Os ventos ocultos da energia eólica
1‒ Breve história das turbinas eólicas
O aproveitamento da energia eólica remonta aos primórdios da humanidade, mas só no final do século XX se tornou, para o vigente sistema económico, competitivo como forma de produzir electricidade 1.
A partir de 1995 e até ao corrente ano de 2014 2 deu-se a instalação maciça de aproveitamentos eólicos devido à conjugação, por um lado, do aumento do consumo energético com o esgotamento dos combustíveis fósseis e consequente aumento do preço da energia, e, por outro, da consciencialização para as alterações climáticas materializada no Protocolo de Quioto, que determina limites para as emissões de gases com efeito de estufa. Este cenário favoreceu os recentes desenvolvimentos e a expansão dos parques eólicos, que hoje já pesam 10% na electricidade europeia 3, estimando-se que venham a pesar 20% em 2030.
A maioria destes empreendimentos está localizada nas cumeadas florestais. Juntam-se aqui as condições ideais: baixo valor monetário dos terrenos, vento abundante e afastamento das populações. Mas, em contrapartida, altera-se a paisagem natural para um cenário industrializado e invadem-se os últimos redutos da vida selvagem. A avifauna mais ameaçada, como as águias, grifos, corvos, cegonhas ou morcegos, fica particularmente exposta a este perigo inusitado.
Segundo inúmeros estudos de monitorização, as turbinas eólicas são comprovadamente nefastas para os habitats protegidos. Está demonstrado que a mortandade é uma consequência de as turbinas serem colocadas nos habitats avifaunísticos de nidificação, repouso, caça ou como barreira nas rotas habituais. Como os cumes das serras já eram irresistíveis para os empresários e políticos, a investigação académica 4 e a indústria 5 reforçaram esta tendência. A pesquisa e o desenvolvimento de soluções fora-de-costa têm provocado problemas ainda mais graves 6 e as soluções tendentes à implantação de eólicas em ambientes industriais ou de baixa pressão urbana não passam de pequenos devaneios de ordem estética 7. No entanto, estas seriam as localizações mais adequadas, tendo em conta os impactos geológicos e geomorfológico nos recursos hídricos, na ocupação e capacidade de uso do solo, na flora, fauna e biótopos, na paisagem, no ambiente sonoro, sem incumprir os instrumentos de ordenamento territorial nem destruir o património e, de maneira geral, sem aumentar a pegada humana no planeta.

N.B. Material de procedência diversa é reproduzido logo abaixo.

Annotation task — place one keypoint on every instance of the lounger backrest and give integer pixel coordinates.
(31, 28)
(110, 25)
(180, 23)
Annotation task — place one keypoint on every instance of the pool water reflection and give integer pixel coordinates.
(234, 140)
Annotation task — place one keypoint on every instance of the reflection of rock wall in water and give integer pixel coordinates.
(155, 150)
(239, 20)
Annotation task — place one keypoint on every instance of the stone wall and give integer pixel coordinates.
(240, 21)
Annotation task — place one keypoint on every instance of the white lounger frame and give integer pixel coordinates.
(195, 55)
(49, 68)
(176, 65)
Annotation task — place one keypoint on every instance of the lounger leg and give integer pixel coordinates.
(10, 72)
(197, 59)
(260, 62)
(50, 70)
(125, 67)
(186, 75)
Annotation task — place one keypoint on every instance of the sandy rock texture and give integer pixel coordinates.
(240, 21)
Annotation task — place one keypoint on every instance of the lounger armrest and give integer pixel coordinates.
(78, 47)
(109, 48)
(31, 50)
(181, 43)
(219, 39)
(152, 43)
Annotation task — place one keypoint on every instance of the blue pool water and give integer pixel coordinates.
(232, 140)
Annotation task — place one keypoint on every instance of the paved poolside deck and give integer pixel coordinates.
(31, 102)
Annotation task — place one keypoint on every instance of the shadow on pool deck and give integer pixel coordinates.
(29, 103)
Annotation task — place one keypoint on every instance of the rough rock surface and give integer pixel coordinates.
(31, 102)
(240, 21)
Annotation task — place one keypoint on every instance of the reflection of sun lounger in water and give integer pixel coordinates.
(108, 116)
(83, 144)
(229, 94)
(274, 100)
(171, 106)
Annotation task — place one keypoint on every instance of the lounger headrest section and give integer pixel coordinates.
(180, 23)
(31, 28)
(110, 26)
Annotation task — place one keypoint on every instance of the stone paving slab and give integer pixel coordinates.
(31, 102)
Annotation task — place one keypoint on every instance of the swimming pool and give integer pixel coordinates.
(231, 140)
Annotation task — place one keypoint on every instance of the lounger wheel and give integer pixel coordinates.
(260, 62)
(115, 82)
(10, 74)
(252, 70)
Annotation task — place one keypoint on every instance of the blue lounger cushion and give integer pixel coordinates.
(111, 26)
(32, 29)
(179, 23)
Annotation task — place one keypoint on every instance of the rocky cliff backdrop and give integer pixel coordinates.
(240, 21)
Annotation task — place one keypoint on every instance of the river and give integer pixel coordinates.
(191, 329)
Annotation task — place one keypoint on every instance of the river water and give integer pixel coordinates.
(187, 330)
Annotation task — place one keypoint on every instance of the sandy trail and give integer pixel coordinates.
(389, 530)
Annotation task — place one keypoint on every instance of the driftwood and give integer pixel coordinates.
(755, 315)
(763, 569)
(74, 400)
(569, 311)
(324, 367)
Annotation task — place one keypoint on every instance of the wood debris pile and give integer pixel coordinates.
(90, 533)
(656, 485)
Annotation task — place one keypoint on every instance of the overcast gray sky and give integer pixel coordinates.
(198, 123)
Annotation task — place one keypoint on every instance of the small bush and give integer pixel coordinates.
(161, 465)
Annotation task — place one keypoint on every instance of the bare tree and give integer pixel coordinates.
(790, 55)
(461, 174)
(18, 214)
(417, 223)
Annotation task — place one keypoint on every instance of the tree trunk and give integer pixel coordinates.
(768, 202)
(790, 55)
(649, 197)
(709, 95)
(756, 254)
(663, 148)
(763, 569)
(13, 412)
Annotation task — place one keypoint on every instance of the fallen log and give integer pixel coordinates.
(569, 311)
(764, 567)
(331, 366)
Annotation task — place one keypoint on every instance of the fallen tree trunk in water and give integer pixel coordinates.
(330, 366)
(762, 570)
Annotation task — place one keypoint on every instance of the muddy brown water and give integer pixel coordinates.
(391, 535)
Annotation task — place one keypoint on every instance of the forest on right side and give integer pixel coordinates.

E assim se chegou à situação actual: os aerogeradores parecem uma boa ideia e são apontados como tendo o mais curto retorno da energia despendida e o menor impacto ambiental 8 face a qualquer outra opção. No entanto, a sua implementação tem-se revelado desastrosa para a natureza: mortandade directa da avifauna por choque ou por barotrauma (hemorragias internas provocadas pelas ondas de pressão), efeito barreira, perda e fragmentação de habitats, alteração dos padrões migratórios, redução do número de aves, diminuição da reprodução, maior intrusão humana com impactos na fauna e flora e impactos cumulativos das suas linhas de alta tensão 9.
2 ‒ A situação de ilegalidade actual
Avisa-se desde já que estamos a entrar num território sem lei. Em primeiro lugar, por estarmos a falar da mudança do paradigma energético de base fóssil para o renovável, ou seja, o fim do motor de combustão e a emergência do rotor elétrico 10. Além disso, até agora não se impunha discutir o direito de propriedade do vento ou do sol. Mas a partir do momento em que estes se tornam bens valorizados, passa a haver discussão sobre a sua posse. Esta mudança levanta questões legais imprevistas, por onde circulam os poderosos grupos do sector energético.
Este é o cenário global, mas há uma grande diferença entre o caso norte-americano e o europeu. Nos Estados Unidos da América a propriedade dos recursos naturais é, por norma, atribuída ao dono dos terrenos, ao passo que na Europa é o Estado que habitualmente detém a posse sobre os recursos naturais. Esta é a principal causa apontada para que a rejeição dos empreendimentos eólicos seja mais acentuada na Europa, onde já existem mais de 600 pequenos grupos de oposição, que crescem dia após dia 11.
Na Europa, ainda assim, existem algumas diferenças de país para país 12. Na costa norte da Alemanha, desde os anos 80 promove-se a energia eólica recorrendo a projectos privados, cívicos e cooperativos que remuneram os próprios habitantes dos locais afectados. Neste caso, foi o resto do país que reagiu contra a densa paisagem energética, falando-se de «loucura eólica», como noticiou o semanário Der Spiegel.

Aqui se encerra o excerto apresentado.